We needed to do this, in order to scale out our system horizontally, and handle the increasing traffic. One of the other benefits of microservices though, is you can deploy services independently of one another, and if you do it right, you can deploy new code without stopping traffic to the site.

“One of the other benefits of microservices, is you can deploy services independently of one another.”


Our old monthly release cycle was based on having a ‘service window’, usually on a Sunday morning, where we could stop all the traffic, take a backup of the database, roll out the new version of the monolith, then bring everything back up again. You’ve got the database backup to fall back on, if something goes wrong with the update. You can easily roll everything back to the state it had before the service window.


So of course, initially the microservices we had were fairly peripheral to the main function of our platform, and it wasn’t a huge risk to roll out new code without the safety of a service window. So we built deployment tools that allowed us to do that. All our microservices run with at least two instances, so an update consisted of taking each instance down in turn, replacing it with the new version. If something goes wrong, it’s not hard to roll back to a previous version. It’s a little more problematic to restore previous state, but generally we have good mechanisms to re-submit failed transactions once the service is working again.

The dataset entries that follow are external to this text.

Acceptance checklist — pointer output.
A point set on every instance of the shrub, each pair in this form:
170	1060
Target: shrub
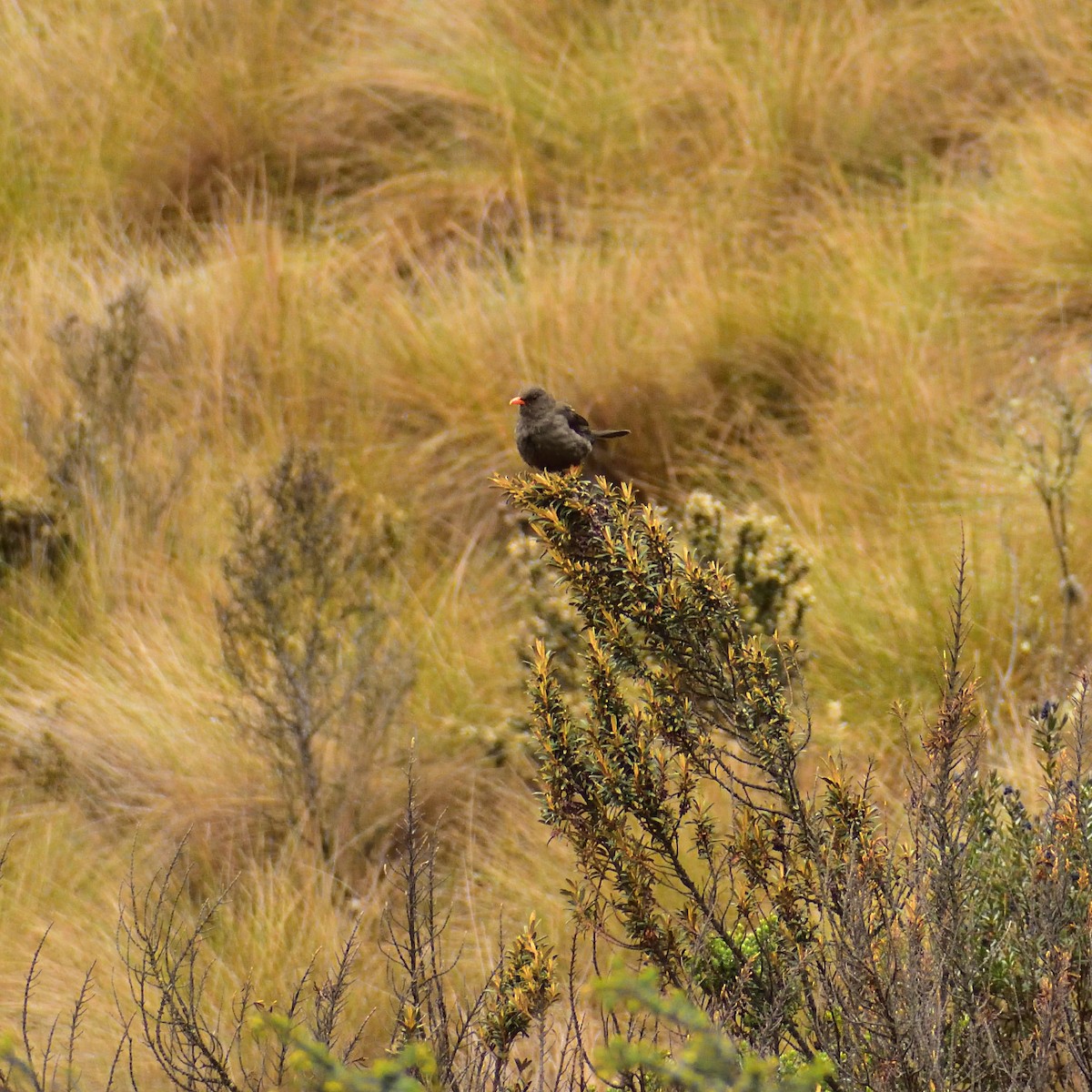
956	956
305	631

So these days we roll out new versions of our microservices several times a week, when new features are ready, and rarely have any difficulties with this. The need to roll back does occur occasionally, but more often we can ‘roll-forward’ and deploy a newer version with a fix.

“These days we roll out new versions of our microservices several times a week, when new features are ready.”


With our former monolith, the situation is a little different though. Any changes that touch the database are deemed too risky to deploy without first taking a backup, and that currently requires a service window. We’ve got so used to frequently pushing out new versions of the microservices, and seen the benefits of that, that we’d like to do the same with the former monolith.

We also have good business reasons for wanting to release without having a service window – for a start our traffic is growing at such a rate, we can ill afford any downtime. Perhaps more importantly, as we get customers in more parts of the world, a Sunday morning is no longer a ‘quiet’ time of the week when it’s relatively ok to suspend our service. In some Arab countries where we do business, Sunday is the first day of the working week.


Now we’ve gained some experience with Continuous Delivery of our microservices, it’s time to do the same with the whole Pagero Online platform, including our old monolith. So I look forward to being able to soon report that we’ve got the dials going all the way up to 10 and we are deploying any part of our system at any time.